If you mean when does copyright material become free to use, the law used to say about 70 years, but I think it may have changed recently. If you mean going from "fair use" to copyright infringement, there are standards for each medium, but there's no definitive line (29.9 seconds of a song is ok, 30.0 becomes infringement).
And the man has a real point. We cant STOP people creating music, but what file sharing can and will do is cut the legs out from under bands created solely to generate profit for music companies and bands that are truly good will receive more attention. Music will go back to being a community effort.
When I go listen to live music, I tend to go listen to no-name singer/songwriters standing on stage with a guitar, maybe 2-3 other people but often not. This person is on stage somewhere several days a week, busting their butt trying to make a living. These people do tend to make several songs of theirs available for free to get people interested. I don't know of anyone who puts their entire album out for free (although I'm sure there are plenty that do). File sharing to get their albums for free is wrong, if they aren't giving you permission.
Bands created by companies to make music can be irritating. But those people are also busting their butts trying to make a living. Bands distributed by companies, not created by them, are also busting their butts. Whether it's John Mayer or Paul Thorn, someone is doing what they can to make a living. File sharing music they don't want file-shared is depriving them of that income.
I have no objection to paying for a product. What I do object to is paying a music company upwards of $20 for doing something that could be done for pennies and then not even being sure of what I'm getting.
I agree music companies charge way too much money for CDs. So don't buy it. That still doesn't give you the right to have it for free because you don't like the price.
Yes there are 30 second previews but that doesnt give you an overview of the entire song. What if we bought everything that way? If you went to a store and all the bread was in black boxes with a little tiny hole in it and you got 30 seconds to look at it and see if thats the one you wanted. That's ridiculous, so why is it any better with multimedia?
That IS how we buy most things. If you walk into a store and see a new cereal box, all you get is the picture on the front; no sample, no taste test, no hole of any size, no anything. If you walk into a store and see a new flavored drink, you don't even see what you're purchasing. You see a fancy logo and that's it. Do you think you have the right to open a box of cereal in the store and taste it, or pop open a bottle of drink and try it? And then tell the store manager, "you're not losing money, because I wouldn't have bought it anyway"?? Of course not.
If you want to buy a bicycle, you can ride it around the parking lot (analagous to a 30-sec preview), but you can't take the bike home with you without asking, ride it around your neighborhood back and forth to work for weeks and say "you're not losing money, because I wouldn't have bought it anyway."
You can't take things that aren't yours on the pretense that if you aren't allowed to take it, you wouldn't have paid for it anyway.
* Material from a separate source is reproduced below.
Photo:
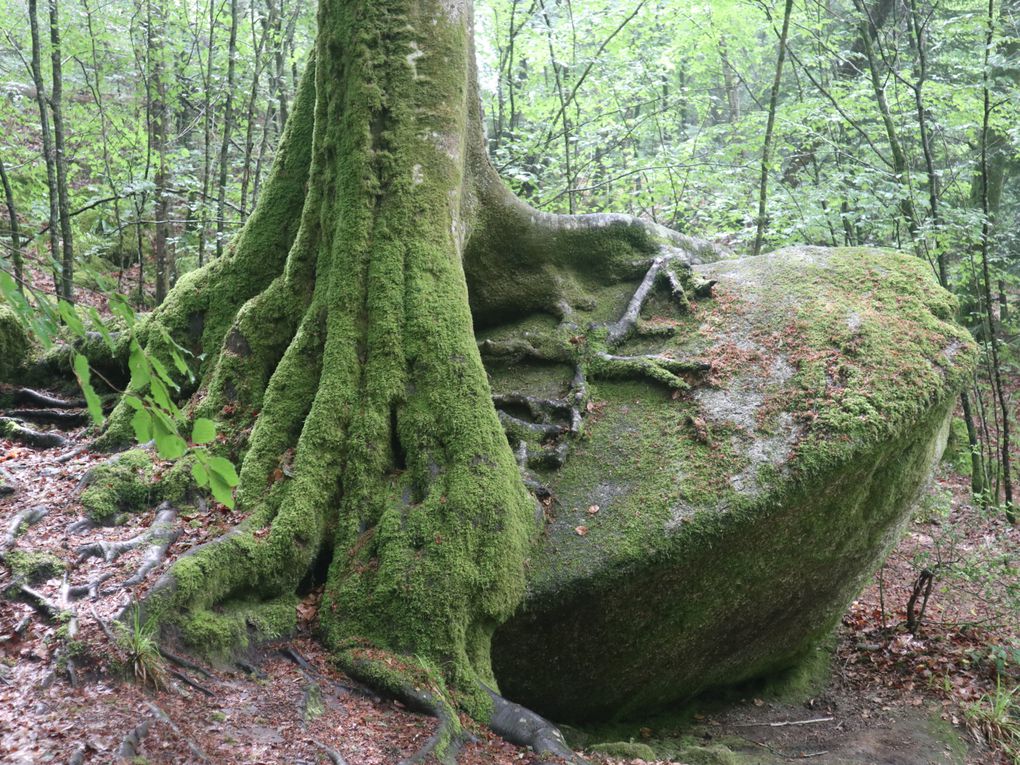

As I see it there are a few options....
I think you've got some good ideas, and I do think that the music industry is going to go through a major change, whether they like it or not. What you suggest, and other ideas that are out there, are worth exploring, and I don't disagree with them in principle, as long as the musicians agree to them. But file sharing music that musicians don't allow to be file shared, and don't want distributed for free, is wrong.